Abstract-Virtualization is a key enabler technology for cloud computing. It allows applications to share computing, memory, storage, and network resources. However, physical resources are not standalone and the server infrastructure is not homogeneous. The CPU cores are commonly connected to the shared memory, caches, and computational units. As a result, the performance of cloud applications can be greatly affected if, while being executed at different computing cores, they compete for the same shared cache or network resource. The performance degradation can be as high as 50%. In this work we present a methodology which predicts the performance problems of cloud applications during their concurrent execution by looking at the hardware performance counters collected during their standalone execution. The proposed methodology fosters design of novel solutions for efficient resource allocation and scheduling.
I. INTRODUCTION
Cloud computing becomes increasingly important. Its blend of flexible allocation and virtualization empowers scalability and reliability of applications, minimizing the burden posed on customers to fulfill these fundamental requirements. Virtualization decouples operating systems (OSs) and applications from hardware allowing easy migration (between different hardware and sites) and transparent upgrades.
The unleashed computing power enables new applications with virtually no bounds for scalability. At any time customers are assured that (almost) any demands for resources can be satisfied for an affordable price. So the core of a cloud is its management plane, which is responsible for reliability, scalability and efficiency.
Cloud computing efficiency has two main issues: i) how much of the equipment is needed to keep the cloud running and meet the Quality of Service (QoS) constraints negotiated in Service Level Agreements (SLA); ii) optimize operating expenses and minimize hardware power consumption. It is up to the management plane to decide either to "shrink" or "expand" the cloud. And this decision process is complex. It must account for a large number of parameters such as time, current load, load dynamics, size of the resource pool, networking, data center topology, and QoS [1] . The control plane enables/disables data center equipment and migrates VMs to different hardware as it is needed.
The virtualization layer ensures that VMs are logically isolated. However, even if VMs are perfectly isolated in the virtualized environment they still share hardware resources, and these resources are not infinite, i.e., if one VM uses them another VM has to wait. What is normally missing in cloud management planes is the consideration of mutual VMs' interference.

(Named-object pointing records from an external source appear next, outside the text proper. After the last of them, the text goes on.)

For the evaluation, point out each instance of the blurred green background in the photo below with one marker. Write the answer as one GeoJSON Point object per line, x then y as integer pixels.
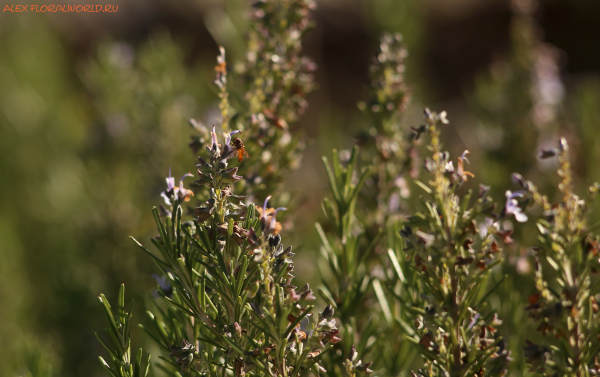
{"type": "Point", "coordinates": [94, 110]}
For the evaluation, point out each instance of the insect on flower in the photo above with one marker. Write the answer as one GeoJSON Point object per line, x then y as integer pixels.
{"type": "Point", "coordinates": [240, 149]}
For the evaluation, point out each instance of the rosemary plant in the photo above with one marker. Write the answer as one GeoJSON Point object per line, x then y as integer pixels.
{"type": "Point", "coordinates": [567, 287]}
{"type": "Point", "coordinates": [227, 304]}
{"type": "Point", "coordinates": [275, 80]}
{"type": "Point", "coordinates": [448, 263]}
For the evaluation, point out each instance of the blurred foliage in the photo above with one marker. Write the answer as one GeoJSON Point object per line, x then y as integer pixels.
{"type": "Point", "coordinates": [86, 143]}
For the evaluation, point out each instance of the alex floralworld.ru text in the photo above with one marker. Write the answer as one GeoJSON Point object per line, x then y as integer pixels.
{"type": "Point", "coordinates": [60, 8]}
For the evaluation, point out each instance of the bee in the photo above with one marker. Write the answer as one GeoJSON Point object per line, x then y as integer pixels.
{"type": "Point", "coordinates": [240, 149]}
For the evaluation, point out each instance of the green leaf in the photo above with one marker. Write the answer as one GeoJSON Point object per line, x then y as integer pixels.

Most of the resource management algorithms consider CPU cores as unified resources adding performance in proportion to their number. Many consider a six-core CPU to be three times faster than a two-core CPU running at the same frequency, but this is an idealized situation. In reality the performance gain may vary due to the subsystems shared between cores. These subsystems can include CPU caches, memory bus, I/O lines, instruction decoders, branch predictors, computational units and other components. Therefore, under heavy load it is unlikely to see a linear gain in performance when adding more CPU cores. In fact, an increase the number of cores can even degrade VM performance for up to 50% due to the inter-VM interference [2] , [3] .
The level of interference varies and depends on many factors. As we discuss in this work, a proper placement of VMs can improve their performance significantly, while improper placement can become a cause of significant performance degradation. OS, libraries, programs and their versions, compilers used to build the system, hardware, BIOS settings are some of the factors that affect the performance results. It is difficult to predict how a particular VM will co-exist with other VMs in a given scenario. The most precise way to understand the loss in performance caused by a VM is to measure it. A good precision of this method is on the expense of its complexity -each VM should be executed with each other VM at least once during the measurement phase. It is possible for systems with limited number of executed VMs, but becomes impractical when the number of VMs is large.
Another factor contributing complexity is the VM diversity. There is a virtually infinite number of different virtual machines. But are they really so different in terms of interference? What if we find a simple way to rank arbitrary VMs according to the interference they cause to others? Such ranking may be imperfect, but it will certainly be useful for cloud management.
In this paper we present a novel methodology to classify and rank VMs based on the analysis of Hardware Performance Counters (HPCs) 1 . HPCs accumulate resource access statistics such as the number of time a VM accessed CPU caches or the success rate of the branch predictor. The main contributions of this paper are:
• The development of a methodology for profiling and II. METHODOLOGY Fig. 1 presents a high-level overview of the classification process. It consists of two major phases: learning phase and working (classifying) phase. During the learning phase the system figures out which hardware counters are the most important for application profiling and how they are related to system performance. The obtained knowledge is stored in a database. The classification is performed by comparing the profile of a new task with classes from the database.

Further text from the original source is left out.